The practice of bone grafting is nothing new. In fact, it goes back hundred of years to a time when a Dutch doctor implanted a dog’s bone into an injured soldier’s skull. The soldier later wanted it removed but it could not be removed, as it had bonded so closely to the bone. This brings up a very common question that we hear in our practice: What is a bone graft made of?
What the Dutch doctor didn’t know was that the implanted bone was likely resorbed by the patient’s body and replaced with his natural bone. This natural process is called “guided bone regeneration”, and it is one of the reasons that bone grafting has worked so well over time!
Naturally, patients are concerned about where their bone grafting material has come from. But in all cases, we stress that the material that we implant is not the final material that you will have in there.

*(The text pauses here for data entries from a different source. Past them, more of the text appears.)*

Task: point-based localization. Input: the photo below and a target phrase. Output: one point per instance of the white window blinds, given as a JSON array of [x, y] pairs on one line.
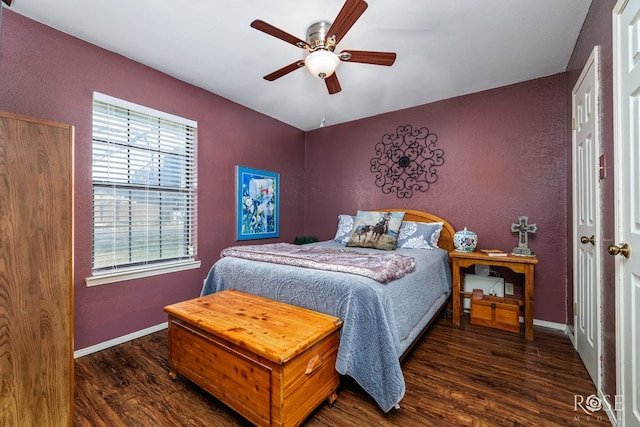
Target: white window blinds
[[144, 186]]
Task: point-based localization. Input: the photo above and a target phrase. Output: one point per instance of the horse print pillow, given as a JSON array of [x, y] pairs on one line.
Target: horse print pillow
[[377, 230]]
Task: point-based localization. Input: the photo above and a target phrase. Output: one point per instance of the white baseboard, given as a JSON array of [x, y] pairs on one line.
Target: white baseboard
[[111, 343]]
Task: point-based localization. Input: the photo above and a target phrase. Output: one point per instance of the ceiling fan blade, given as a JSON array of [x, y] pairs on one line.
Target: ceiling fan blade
[[368, 57], [333, 85], [284, 70], [278, 33], [348, 15]]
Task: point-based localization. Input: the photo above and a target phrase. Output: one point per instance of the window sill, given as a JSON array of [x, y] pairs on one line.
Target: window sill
[[139, 273]]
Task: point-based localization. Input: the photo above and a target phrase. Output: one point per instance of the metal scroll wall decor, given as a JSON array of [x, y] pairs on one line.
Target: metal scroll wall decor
[[406, 161]]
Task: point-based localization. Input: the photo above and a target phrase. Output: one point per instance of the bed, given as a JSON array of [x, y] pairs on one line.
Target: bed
[[382, 320]]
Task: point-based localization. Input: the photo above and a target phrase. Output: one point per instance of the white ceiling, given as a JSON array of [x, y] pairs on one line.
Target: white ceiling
[[445, 48]]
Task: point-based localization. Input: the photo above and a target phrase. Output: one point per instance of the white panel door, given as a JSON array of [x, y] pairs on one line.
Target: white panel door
[[626, 35], [586, 217]]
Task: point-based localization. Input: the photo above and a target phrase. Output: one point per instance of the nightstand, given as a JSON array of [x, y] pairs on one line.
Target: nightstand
[[519, 264]]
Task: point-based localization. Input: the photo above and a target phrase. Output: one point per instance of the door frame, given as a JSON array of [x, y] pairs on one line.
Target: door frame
[[619, 196], [593, 61]]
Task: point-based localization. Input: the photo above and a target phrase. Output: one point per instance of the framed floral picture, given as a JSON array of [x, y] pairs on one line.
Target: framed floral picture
[[258, 203]]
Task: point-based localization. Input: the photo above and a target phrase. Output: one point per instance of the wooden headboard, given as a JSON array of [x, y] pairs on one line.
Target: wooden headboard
[[446, 235]]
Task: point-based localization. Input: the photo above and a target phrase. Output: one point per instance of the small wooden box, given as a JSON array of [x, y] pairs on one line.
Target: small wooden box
[[496, 312], [271, 362]]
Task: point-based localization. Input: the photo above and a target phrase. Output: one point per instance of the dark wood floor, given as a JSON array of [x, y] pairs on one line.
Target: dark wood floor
[[455, 376]]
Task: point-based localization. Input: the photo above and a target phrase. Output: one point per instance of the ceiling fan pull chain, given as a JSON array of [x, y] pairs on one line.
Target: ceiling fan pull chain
[[323, 119]]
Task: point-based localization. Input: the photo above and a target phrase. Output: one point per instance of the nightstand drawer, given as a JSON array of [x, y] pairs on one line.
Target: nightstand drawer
[[494, 312]]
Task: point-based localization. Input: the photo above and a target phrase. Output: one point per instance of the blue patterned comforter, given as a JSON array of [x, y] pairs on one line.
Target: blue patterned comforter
[[380, 320]]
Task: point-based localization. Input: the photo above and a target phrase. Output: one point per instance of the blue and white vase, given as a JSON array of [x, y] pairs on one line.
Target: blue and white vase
[[465, 240]]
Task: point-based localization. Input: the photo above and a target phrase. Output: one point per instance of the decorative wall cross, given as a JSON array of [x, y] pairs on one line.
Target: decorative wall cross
[[523, 228]]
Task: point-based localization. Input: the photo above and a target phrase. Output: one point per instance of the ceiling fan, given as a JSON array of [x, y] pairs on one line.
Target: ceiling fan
[[322, 38]]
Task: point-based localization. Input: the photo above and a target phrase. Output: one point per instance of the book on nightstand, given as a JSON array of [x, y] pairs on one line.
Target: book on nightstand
[[493, 252]]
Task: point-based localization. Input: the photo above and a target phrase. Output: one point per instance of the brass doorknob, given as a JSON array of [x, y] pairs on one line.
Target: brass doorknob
[[585, 240], [624, 249]]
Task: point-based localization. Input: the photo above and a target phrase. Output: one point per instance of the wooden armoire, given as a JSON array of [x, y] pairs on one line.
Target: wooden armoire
[[36, 272]]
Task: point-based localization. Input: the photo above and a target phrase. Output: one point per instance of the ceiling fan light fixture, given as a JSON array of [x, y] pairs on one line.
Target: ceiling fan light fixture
[[322, 63]]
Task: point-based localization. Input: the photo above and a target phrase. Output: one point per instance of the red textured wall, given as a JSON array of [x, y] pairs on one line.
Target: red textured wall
[[50, 75], [504, 153]]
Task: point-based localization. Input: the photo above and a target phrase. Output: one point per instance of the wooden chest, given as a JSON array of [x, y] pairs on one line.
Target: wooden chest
[[271, 362], [496, 312]]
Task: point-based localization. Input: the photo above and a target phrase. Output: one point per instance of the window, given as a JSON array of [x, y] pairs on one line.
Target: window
[[144, 191]]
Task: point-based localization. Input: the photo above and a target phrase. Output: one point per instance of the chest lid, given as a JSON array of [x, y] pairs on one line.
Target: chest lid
[[274, 330]]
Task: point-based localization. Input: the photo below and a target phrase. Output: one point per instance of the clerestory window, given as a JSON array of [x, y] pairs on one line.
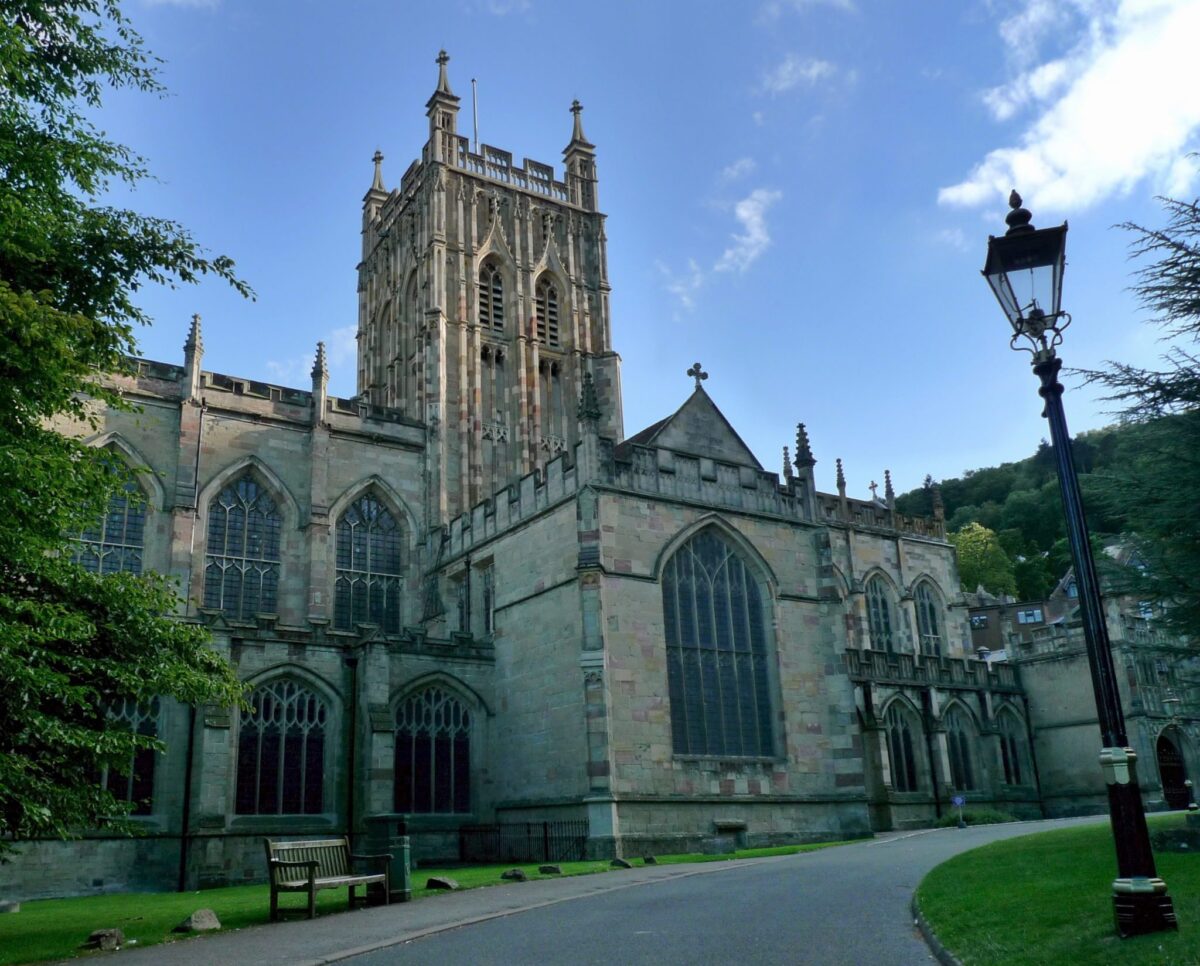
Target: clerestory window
[[717, 643], [114, 544], [241, 573], [432, 759], [281, 750], [367, 587]]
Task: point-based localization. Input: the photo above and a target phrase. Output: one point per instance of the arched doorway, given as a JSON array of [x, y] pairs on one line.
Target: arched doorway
[[1171, 773]]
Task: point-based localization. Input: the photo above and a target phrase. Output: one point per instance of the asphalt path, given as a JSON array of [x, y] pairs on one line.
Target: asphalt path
[[844, 905]]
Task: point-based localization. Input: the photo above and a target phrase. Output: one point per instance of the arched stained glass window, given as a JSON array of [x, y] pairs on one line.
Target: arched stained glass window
[[369, 564], [133, 783], [547, 312], [115, 543], [281, 751], [432, 767], [959, 736], [929, 625], [1012, 738], [901, 730], [879, 613], [241, 573], [717, 652], [491, 298]]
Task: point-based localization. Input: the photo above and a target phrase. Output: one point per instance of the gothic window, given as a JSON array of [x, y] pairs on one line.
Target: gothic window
[[717, 652], [900, 730], [114, 543], [491, 298], [879, 613], [547, 312], [928, 621], [241, 573], [281, 751], [133, 781], [432, 765], [369, 563], [1012, 737], [958, 738]]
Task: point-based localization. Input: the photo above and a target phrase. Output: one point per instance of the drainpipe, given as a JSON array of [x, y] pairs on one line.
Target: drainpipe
[[186, 813]]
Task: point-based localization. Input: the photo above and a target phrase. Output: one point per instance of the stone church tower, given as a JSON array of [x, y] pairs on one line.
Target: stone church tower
[[483, 300]]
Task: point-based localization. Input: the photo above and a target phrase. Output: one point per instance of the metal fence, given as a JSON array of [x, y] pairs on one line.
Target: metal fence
[[525, 841]]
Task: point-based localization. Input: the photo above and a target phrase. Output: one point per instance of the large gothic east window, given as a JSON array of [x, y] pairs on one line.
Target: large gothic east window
[[717, 652], [281, 750], [432, 765], [369, 562], [241, 571]]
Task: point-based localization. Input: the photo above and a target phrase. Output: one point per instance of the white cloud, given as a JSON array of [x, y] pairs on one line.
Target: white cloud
[[739, 168], [754, 239], [793, 71], [1119, 107], [685, 286]]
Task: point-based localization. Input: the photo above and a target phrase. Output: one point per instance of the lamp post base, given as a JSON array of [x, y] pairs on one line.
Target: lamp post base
[[1141, 906]]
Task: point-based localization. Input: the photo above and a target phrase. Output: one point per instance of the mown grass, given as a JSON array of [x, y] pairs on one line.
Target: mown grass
[[1047, 899], [54, 928]]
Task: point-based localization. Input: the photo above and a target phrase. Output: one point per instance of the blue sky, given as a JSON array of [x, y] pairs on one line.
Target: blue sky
[[798, 192]]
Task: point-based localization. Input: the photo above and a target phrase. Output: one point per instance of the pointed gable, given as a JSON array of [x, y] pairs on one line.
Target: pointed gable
[[700, 429]]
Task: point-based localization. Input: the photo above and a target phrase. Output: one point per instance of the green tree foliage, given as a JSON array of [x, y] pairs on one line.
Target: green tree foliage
[[73, 643], [983, 561], [1153, 493]]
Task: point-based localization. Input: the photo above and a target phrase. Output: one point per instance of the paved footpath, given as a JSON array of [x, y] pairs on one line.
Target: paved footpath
[[844, 905]]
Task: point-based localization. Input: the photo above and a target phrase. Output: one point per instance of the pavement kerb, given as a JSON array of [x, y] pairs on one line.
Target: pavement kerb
[[935, 945]]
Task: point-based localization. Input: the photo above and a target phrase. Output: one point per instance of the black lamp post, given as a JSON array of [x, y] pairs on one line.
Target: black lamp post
[[1025, 273]]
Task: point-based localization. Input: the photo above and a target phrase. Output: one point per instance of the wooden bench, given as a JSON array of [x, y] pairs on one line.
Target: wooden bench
[[319, 864]]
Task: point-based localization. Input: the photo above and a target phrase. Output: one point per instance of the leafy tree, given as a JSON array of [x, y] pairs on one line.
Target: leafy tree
[[1155, 492], [983, 561], [75, 643]]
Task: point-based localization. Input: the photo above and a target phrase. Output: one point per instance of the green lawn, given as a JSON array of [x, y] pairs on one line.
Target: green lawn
[[1047, 899], [54, 928]]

Bone grafting material is really just a place-holder, it encourages (and fools) your body into producing more bone in that site, and in the process resorbs the material that we have implanted.
Here are some common sources for bone grafts:
- The skull, jaws, hip, and lower leg bones are very effective and common donor sites.
- Tissue banks may be used when more bone is needed.
- Shavings: If we drill into your jaw, naturally there will be shavings that are produced during the procedure, and often they make ideal bone grafting material.
- Synthetic bone grafting materials.
It is natural to be concerned about what type of tissue we are implanting into your body! Please don’t hesitate to ask us questions about this or your other upcoming procedures.
Comments are closed.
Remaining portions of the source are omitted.